Williams, who will be sentenced in February, could face five years on each of the 11 counts. The convictions were on charges that Williams and his associates tried to bribe Sen. Howard Cannon (D) of Nevada to fight trucking deregulation in Congress by offering to sell country club property owned by a Teamsters fund to him for $1.4 million - less than the $1.6 million price it brought when sold on the open market. According to the government, the deal was thwarted by a management concern appointed by the Labor Department two years earlier to supervise the pension fund's assets.
Williams' conviction made him the third of the last four Teamsters presidents to be found guilty in criminal trials.
Under the Landrum-Griffin Act of 1959, Williams will have to give up his $225 ,000 IBT presidency, which ordinarily would run until 1986, if his conviction stands up. Under present laws, he cannot be forced out of office otherwise.

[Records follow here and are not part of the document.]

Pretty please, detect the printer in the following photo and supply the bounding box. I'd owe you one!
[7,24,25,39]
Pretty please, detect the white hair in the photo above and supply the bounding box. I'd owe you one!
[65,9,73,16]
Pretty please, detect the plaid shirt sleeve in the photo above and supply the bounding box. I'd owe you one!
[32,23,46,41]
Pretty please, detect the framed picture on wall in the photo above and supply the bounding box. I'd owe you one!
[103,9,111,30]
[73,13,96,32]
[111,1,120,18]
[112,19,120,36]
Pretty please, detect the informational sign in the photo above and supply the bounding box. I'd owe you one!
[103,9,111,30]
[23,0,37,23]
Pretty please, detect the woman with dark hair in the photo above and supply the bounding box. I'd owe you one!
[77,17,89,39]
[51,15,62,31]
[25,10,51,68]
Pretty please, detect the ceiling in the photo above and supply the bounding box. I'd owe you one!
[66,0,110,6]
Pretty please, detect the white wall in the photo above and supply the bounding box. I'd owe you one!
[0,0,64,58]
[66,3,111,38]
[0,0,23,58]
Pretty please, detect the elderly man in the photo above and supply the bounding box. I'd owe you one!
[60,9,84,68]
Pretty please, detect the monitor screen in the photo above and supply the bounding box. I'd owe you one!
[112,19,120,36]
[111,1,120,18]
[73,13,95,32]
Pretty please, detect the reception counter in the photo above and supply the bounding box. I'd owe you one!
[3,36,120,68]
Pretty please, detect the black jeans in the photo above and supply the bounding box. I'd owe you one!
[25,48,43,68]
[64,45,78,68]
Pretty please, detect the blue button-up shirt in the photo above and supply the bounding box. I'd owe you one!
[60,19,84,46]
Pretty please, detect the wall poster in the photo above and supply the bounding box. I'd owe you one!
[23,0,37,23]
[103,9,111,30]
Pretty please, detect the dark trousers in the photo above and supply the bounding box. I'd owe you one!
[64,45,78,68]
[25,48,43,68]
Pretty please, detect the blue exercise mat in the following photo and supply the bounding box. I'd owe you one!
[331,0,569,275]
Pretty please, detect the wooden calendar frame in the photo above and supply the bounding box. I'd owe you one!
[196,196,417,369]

A labor-racketeering bill with retroactive provisions passed the Senate in July but is now bottled up in the House Labor Standards subcommittee. Senate sponsors plan to revive it in the 98th Congress, in much the same form. If it passes in 1983, Williams could be forced from office.
What worries many in the union now is the impact of the conviction on the trucking industry.
The powerful IBT has come into difficult times in recent years. It has lost half a million members from the more than 2 million on its roles in the late 1970s.
Its industry is in trouble. Government deregulation of trucking, which went into effect in July 1980, has permitted nonunion companies to undercut those under costly IBT contracts. Many unionized operators have shut down, while more than 10,000 new companies have registered with the Interstate Commerce Commission to carry freight at 20 to 30 percent less than union competitors.
To help employers with union contracts, the Teamsters agreed last May to a virtual freeze of wages for 39 months and gave other concessions without winning guaranteed protection of jobs. This has led to increased dissension within the union - although not enough, so far, to be more than a harassment for the present leadership and increased difficulties in maintaining union-contract trucking and union jobs.